Вулкан не разорвался.
Возле старой башни
калеку трибуналом расстреляли.
Есть из людей немного как и он:
героев-неудачников-калек,
но траур светел, шел антициклон,
а людям будет лучше и удобней
в саду без героических калек,
садовником пойдет и неудачник.
Но снова майский здесь антициклон.
Из дома утром выйдешь — там Бетховен.
5
Титан
Рок ведь не фатум, а игра природы,
сплетенье звуков, музыкальный стиль,
причудливый, сын радости и горя.
То камень треснул, и титан взглянул,
обозревая скалы побережья.
А где-то рядом слышится война.
Вот конница, драгуны, кирасиры,
спецназовцы, где скал белеет соль,
там будто бы одна к одной победы,
и лучше в день победы умереть.
Есть в сердце мышца длинная, что спит.
Она совсем не любит напряженья,
ей в полудреме мягкой хорошо,
она поглаживает все на свете нервы,
она их обволакивает сном,
и потому жить много мягче людям,
чем было бы без этой мышцы нежной.
Однако шла война, ее рука.
Ей стоило взять старые поводья,
как маркитанке, бросить тихо «но»,
сна нет в момент, аллюром ходит мышца.
И больно жить, и здорово, и все,
что вызывает чувства, больно видеть,
и слышать, и вкушать, и осязать.
Героика десертом подается.
Кто заказал, того в помине нет
в разрушенной войной кофейне новой.
Однако прочь от моря шел титан,
над книгами и фильмами смеялся,
глумился и над музыкой сильней,
а титанята впереди бежали
и гадили на боевых полях.
Лишь Гойя мог понять блеск этих линий,
раскаты грома — голоса войны,
мог лишь глухой.
Поля мясного секса
сменили
сражений прошлых грязные поля,
но не устал титан и титанята.
Да что плохого в сексе, ничего,
его порой так хочется, как битвы,
или напиться, или же поесть.
Однако город вымыт,
армию встречают,
и что за дело, друг там или враг,
стволом намазанным плывет надежда
над городом:
то смерч, то баррикада,
то вся семья титана собралась,
титаниха там есть и титанята.
Герою что: его на свете нет,
а радость из него выходит в космос.
Заголосил освобожденный город,
калеки труп канонизирован,
и память вечная революцьенной песней
несется по задворкам и трущобам,
но нищий не идет на зов ее,
лишь женщины, один лишь обыватель.
А где-то море теплое шумит.
На улицу днем выйдешь — там Бетховен.
Нет, то овсянки голосок простой.
Но выйдешь из дому — а там идет Бетховен.
7
Память
Поговорим о счастье и любви,
как будто их и не было на свете,
как будто это скучные предметы,
что людям дали в университете,
одном на всю вселенную, одном.
Но снова ты в своем цветастом платье
в седло привычно села, май вокруг,
несешься вскачь, и он не успевает,
влюбленный вечный принц,
слепой, глухой,
истерзанный калека, неудачник.
Как молод он и свеж в твоих глазах.
Смотри не отрываясь, чтоб он жил
подольше.
Это твоя слава, твоя красота.
Поговорим же о любви и счастье,
они так хороши, как пуля в дуле,
как наконечник пущенной стрелы,
как точка приложенья скучных мыслей,
как сплетни, безопасные на вид.
Возьми себе мои любовь и счастье
и оставайся век в цветастой пене,
и уносись.
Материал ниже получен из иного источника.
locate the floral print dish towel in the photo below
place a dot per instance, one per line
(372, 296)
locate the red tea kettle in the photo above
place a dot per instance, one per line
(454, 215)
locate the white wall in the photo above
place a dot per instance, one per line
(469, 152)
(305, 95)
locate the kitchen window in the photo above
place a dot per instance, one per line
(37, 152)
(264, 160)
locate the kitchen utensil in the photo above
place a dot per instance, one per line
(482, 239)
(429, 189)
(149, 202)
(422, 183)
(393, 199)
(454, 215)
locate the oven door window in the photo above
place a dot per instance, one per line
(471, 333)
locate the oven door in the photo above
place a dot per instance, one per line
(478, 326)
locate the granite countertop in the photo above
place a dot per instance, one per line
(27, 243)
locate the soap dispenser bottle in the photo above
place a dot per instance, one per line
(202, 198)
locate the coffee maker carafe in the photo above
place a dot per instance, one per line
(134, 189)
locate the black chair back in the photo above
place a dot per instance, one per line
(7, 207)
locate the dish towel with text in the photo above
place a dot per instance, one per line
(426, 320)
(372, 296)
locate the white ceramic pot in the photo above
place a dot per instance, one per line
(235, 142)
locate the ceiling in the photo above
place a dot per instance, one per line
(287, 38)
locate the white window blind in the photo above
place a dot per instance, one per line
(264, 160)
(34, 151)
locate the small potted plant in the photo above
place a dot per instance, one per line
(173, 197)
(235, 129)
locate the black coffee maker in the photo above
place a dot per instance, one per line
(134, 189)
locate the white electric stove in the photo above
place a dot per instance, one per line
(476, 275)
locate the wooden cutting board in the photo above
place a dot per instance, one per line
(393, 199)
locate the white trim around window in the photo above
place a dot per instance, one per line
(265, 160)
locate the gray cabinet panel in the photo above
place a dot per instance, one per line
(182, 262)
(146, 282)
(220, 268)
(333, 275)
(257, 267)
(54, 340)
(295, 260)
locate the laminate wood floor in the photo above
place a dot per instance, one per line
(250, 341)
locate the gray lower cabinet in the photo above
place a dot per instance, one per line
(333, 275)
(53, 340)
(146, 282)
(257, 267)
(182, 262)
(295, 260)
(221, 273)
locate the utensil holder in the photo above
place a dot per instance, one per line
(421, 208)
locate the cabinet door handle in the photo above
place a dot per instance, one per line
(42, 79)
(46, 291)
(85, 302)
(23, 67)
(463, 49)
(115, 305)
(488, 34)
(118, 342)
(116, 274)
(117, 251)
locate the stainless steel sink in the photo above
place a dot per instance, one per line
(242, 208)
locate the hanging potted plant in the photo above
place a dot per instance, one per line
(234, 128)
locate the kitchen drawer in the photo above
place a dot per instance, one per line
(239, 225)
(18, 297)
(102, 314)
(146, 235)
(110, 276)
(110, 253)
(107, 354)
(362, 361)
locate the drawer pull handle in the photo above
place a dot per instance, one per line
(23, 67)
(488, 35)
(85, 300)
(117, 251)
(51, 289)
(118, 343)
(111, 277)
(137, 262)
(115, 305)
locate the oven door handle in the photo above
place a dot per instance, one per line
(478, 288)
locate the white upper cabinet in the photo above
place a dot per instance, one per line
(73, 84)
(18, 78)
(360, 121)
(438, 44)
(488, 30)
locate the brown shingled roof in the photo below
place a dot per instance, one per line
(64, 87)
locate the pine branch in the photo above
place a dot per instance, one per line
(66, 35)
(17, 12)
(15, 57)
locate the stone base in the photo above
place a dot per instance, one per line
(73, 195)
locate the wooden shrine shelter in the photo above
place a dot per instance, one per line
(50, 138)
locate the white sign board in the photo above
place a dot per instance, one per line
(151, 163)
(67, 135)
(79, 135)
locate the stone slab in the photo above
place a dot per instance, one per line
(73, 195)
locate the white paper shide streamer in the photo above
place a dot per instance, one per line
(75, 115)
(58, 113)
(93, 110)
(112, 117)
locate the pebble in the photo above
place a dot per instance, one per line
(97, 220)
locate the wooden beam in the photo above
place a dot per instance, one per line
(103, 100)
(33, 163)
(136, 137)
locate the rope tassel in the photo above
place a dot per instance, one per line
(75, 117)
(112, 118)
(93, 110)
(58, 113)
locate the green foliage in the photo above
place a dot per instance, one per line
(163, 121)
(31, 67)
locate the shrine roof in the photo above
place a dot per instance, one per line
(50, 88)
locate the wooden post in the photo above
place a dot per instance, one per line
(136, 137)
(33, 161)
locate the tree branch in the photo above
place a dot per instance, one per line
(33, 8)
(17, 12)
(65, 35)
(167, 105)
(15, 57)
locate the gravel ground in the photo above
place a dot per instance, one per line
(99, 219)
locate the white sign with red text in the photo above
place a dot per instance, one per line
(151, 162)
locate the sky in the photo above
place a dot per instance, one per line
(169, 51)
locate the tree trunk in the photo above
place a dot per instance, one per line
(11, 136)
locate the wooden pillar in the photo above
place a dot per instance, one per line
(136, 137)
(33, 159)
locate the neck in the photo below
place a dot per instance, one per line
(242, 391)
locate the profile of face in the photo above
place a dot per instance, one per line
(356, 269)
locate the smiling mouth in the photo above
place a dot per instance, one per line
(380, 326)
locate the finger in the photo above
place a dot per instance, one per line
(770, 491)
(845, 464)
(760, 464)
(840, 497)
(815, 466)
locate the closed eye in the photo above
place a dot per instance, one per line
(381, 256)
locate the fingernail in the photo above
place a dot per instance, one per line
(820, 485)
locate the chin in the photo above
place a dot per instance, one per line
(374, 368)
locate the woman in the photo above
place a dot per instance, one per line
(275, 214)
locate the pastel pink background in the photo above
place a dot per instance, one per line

Я догоню тебя.
Так он сказал. А это сердце мерзнет,
одетое, напоенное супом,
плохой употребляющее кофе,
примерзшее к паскудной мостовой,
отравленное шнапсом или пивом,
ну, словом, сердце чистое как лед,
примерзшее, желающее греться,
желающее милого тепла
и знающее, что его не будет.
Но был же этот исступленный май,
и ты неслась, он говорит, а нынче
узоры на окошке от мороза.
И нет возврата в чистую одежду,
и чистого не нужно ничего,
а только вновь переживать озноб
сужающих зрачок воспоминаний.
Иди же прочь, хоть не гоню тебя.
Мне нужен этот смрад и этот холод,
и память чистоты, весны и сада,
и ветер с оживающего моря,
одна лишь память.
Ты мне не нужна.
Лишь не утопший в людях вышел вон.
Плыви, скажу, но в людях не тони,
они толпа, они дурное море,
они все вместе недочеловек,
и будет остров рая, дверь на выход
от пачкотни и волокиты быта.
Со мной и мостовая, и твой образ,
и ты без платья, и твоя кобыла,
и этот кофе скверный, и любовь,
которой навсегда уходят в космос.
Но что за космос мне приснился вдруг
под Рождество? Сон будто обещанье
невероятного события, что ждет,
как ждет охотник льва в своей пустыне,
и лев ему как друг.
Ты мне как друг,
но только нынче прочь иди. Я мерзну очень,
мне нужен этот искренний озноб.
Под Рождество я вышла — и Бетховен
лежал на ящиках из старого картона,
он слушал космос.
А потом он встал и вышел вон.
9
Охота
Мне
хочется гнать зверя в октябре.
Представьте
только: жаркие собаки,
они великолепно чуют цель,
они звук к звуку верно подбирают
и без ошибок пишут по листве,
по инею, по первому снежку.
Собаки — это струнные, а зверь есть духовые,
и весело за ними наблюдать.
Но вот они меняются местами.
Хотя постой, веселый неудачник
грозой осенней к небу восхищен,
здесь «я» и «ты» не в «мы» слились, а больше,
и небо сыплет будущим.
Валькирий легких лет,
средь них одна, в металле словно лед,
светла и к сласти мира непреклонна,
и свет ее идет над всей землей,
она одна на тленье наступает,
чиста и неподкупна,
даже смерть
склоняется под нежными стопами,
и эта нежность ледяная всем
дается как спасенье и победа.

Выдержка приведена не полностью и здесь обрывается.